Bhakta Vidur (भक्त विदुर, "Devotion of Vidura") is a 1921 silent Indian film directed by Kanjibhai Rathod and made under Kohinoor Film Company banner. In this film the Hindu mythological character Vidura was moulded on the personality of Mohandas Karamchand Gandhi. This was the first Indian film to face a ban.

== Plot ==
The story of the film is based on Hindu epic Mahabharata and depicts a series of conflicts between Pandavas and Kauravas. Vidura, who was half-brother to the kings Dhritarashtra (father of Kauravas) and Pandu (father of Pandavas) of Hastinapura, is the main character of the film and the events of the film are portrayed from his perspective. Throughout the film, Vidura shows his compassion and sympathy towards Pandavas multiple times. He gives condolences to Pandavas and assures them that truth always prevails, Kauravas will be punished soon for their sins. The series of conflicts between Pandavas and Kauravas finally leads to the terrible Kurukshetra War.

== Cast ==
- Dwarkadas Sampat as Vidura
- Maneklal Patel as Krishna
- Homi Master as Duryodhana
- Prabhashankar
- Gangaram

== Restrictions ==
Bhakta Vidur became the first film to be banned in India. The film came just after Rowlatt Act was passed in India. The character of Vidura was reportedly portrayed imitating Mahatma Gandhi, his personality.

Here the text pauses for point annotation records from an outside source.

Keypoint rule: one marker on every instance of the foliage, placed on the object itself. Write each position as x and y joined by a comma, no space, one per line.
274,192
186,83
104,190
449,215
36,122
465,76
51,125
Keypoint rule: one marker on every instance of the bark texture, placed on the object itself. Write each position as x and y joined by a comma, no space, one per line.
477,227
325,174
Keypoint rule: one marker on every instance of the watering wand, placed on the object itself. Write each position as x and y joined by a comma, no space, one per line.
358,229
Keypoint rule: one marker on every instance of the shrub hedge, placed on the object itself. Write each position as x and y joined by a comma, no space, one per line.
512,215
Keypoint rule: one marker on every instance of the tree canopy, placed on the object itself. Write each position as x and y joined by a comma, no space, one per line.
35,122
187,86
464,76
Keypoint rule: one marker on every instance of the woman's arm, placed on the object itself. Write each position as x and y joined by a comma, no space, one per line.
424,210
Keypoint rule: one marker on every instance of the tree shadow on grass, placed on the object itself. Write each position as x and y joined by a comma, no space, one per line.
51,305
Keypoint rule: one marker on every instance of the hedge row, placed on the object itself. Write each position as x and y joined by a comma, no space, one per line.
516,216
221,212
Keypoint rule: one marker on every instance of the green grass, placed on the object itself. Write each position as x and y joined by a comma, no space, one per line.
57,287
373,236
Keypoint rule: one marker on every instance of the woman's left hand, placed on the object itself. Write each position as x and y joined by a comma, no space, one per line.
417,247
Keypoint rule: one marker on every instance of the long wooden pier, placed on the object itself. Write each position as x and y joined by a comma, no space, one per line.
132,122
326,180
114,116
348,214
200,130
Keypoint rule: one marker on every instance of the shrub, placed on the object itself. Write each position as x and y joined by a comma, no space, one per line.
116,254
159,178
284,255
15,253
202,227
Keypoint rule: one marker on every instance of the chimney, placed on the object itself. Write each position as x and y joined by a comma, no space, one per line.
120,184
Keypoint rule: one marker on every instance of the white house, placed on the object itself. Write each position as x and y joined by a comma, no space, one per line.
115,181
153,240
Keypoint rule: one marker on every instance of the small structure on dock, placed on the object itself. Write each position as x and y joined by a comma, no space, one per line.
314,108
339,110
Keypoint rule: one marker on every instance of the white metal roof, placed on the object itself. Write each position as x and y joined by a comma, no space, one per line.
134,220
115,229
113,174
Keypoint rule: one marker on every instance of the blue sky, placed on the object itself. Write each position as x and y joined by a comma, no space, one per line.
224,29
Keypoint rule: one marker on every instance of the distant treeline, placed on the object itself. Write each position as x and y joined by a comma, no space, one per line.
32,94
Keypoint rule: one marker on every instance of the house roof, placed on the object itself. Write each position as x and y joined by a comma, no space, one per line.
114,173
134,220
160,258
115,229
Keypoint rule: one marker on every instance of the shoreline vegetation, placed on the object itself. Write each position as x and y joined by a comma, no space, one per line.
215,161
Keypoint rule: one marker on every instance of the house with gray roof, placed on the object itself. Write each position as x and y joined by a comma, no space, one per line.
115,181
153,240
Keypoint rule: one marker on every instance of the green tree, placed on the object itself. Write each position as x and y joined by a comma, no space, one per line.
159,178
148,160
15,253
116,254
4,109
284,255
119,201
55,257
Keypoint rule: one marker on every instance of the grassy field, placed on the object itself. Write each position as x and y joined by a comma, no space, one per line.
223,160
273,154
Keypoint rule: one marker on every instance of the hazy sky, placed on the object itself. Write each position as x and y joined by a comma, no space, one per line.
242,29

There were scenes in the film where Vidura appeared like Gandhi wearing Gandhi cap, Khaddar etc. Many more contemporary political events of India were shown as reference in the film. As a result, the film was restricted, as the censor board concluded– "We know what you are doing, it is not Vidur, it is Gandhiji, we won't allow it." It was also written in the censor's report– "It is likely to excite dissatisfaction against government and incite people to non co-operation". The film was banned in Madras, Karachi and some other provinces.